工程(iii)の別の有用な態様は、既に脊椎動物宿主細胞のゲノムに安定に組み込まれている機能性トランスポサーゼ酵素を、当該分野で知られている誘導性の発現系によって一過的に発現させることで、工程(ii)の転位性のベクターおよび/または転位性のDNAライブラリーを安定に組み込むことである。そのような誘導性のおよび一過性の機能性トランスポサーゼの発現は、例えば、当該分野において知られている、テトラサイクリン誘導性(tet−on/tet−off)またはタモキシフェン誘導性のプロモーター系によって達成してもよい。
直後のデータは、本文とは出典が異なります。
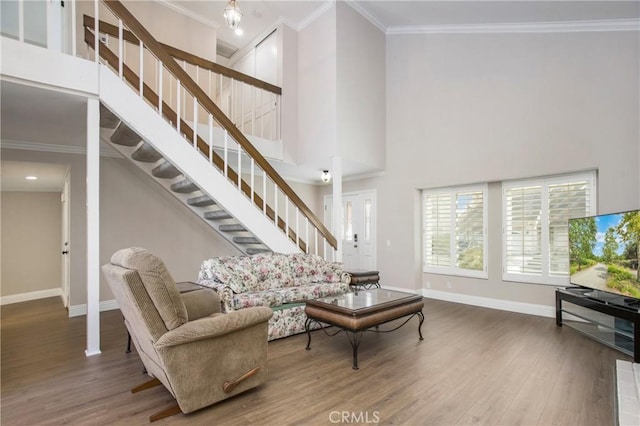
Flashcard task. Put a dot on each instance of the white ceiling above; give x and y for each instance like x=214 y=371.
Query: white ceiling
x=50 y=176
x=45 y=116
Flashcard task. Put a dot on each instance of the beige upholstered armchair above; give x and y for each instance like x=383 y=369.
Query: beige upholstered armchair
x=200 y=355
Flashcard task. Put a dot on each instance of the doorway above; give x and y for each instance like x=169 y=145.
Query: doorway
x=357 y=228
x=66 y=257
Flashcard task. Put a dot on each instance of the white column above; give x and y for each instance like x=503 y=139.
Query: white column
x=336 y=173
x=93 y=227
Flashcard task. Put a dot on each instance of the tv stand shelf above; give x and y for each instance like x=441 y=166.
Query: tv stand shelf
x=614 y=325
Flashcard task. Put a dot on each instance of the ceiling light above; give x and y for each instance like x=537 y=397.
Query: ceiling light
x=233 y=14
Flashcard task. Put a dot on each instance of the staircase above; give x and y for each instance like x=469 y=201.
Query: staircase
x=153 y=133
x=127 y=142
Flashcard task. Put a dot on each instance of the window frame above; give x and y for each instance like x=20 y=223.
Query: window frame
x=544 y=278
x=453 y=269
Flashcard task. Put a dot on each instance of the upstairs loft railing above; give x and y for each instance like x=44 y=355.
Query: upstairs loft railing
x=252 y=104
x=299 y=223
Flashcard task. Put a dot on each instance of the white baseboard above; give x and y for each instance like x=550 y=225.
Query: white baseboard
x=33 y=295
x=406 y=290
x=80 y=310
x=486 y=302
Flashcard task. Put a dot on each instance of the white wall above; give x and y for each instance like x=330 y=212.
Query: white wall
x=134 y=211
x=31 y=242
x=317 y=91
x=361 y=95
x=484 y=108
x=288 y=76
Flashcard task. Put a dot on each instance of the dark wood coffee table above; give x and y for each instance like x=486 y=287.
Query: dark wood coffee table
x=355 y=313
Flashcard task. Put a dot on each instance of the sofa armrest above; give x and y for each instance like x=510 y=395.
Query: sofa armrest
x=224 y=293
x=201 y=303
x=213 y=326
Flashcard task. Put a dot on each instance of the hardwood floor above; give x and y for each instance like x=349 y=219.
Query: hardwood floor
x=476 y=366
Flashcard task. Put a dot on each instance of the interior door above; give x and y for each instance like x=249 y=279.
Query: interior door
x=350 y=228
x=66 y=257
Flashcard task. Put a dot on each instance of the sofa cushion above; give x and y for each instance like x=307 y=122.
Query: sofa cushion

この場合には、1つ以上転位性のベクターまたはDNAライブラリーだけを宿主細胞のゲノム中に導入する必要があり、構築物の安定な遺伝子転位や1つ以上転位性のベクターまたはDNAライブラリーによってコードされているタンパク質の安定な発現は、機能性トランスポサーゼ酵素の宿主細胞中での発現を一過的に誘導することで行われる。
本明細書で開示の方法の工程(iv)では、所望の機能または結合表現型を有するタンパク質を発現している転位した脊椎動物宿主細胞の単離を行う。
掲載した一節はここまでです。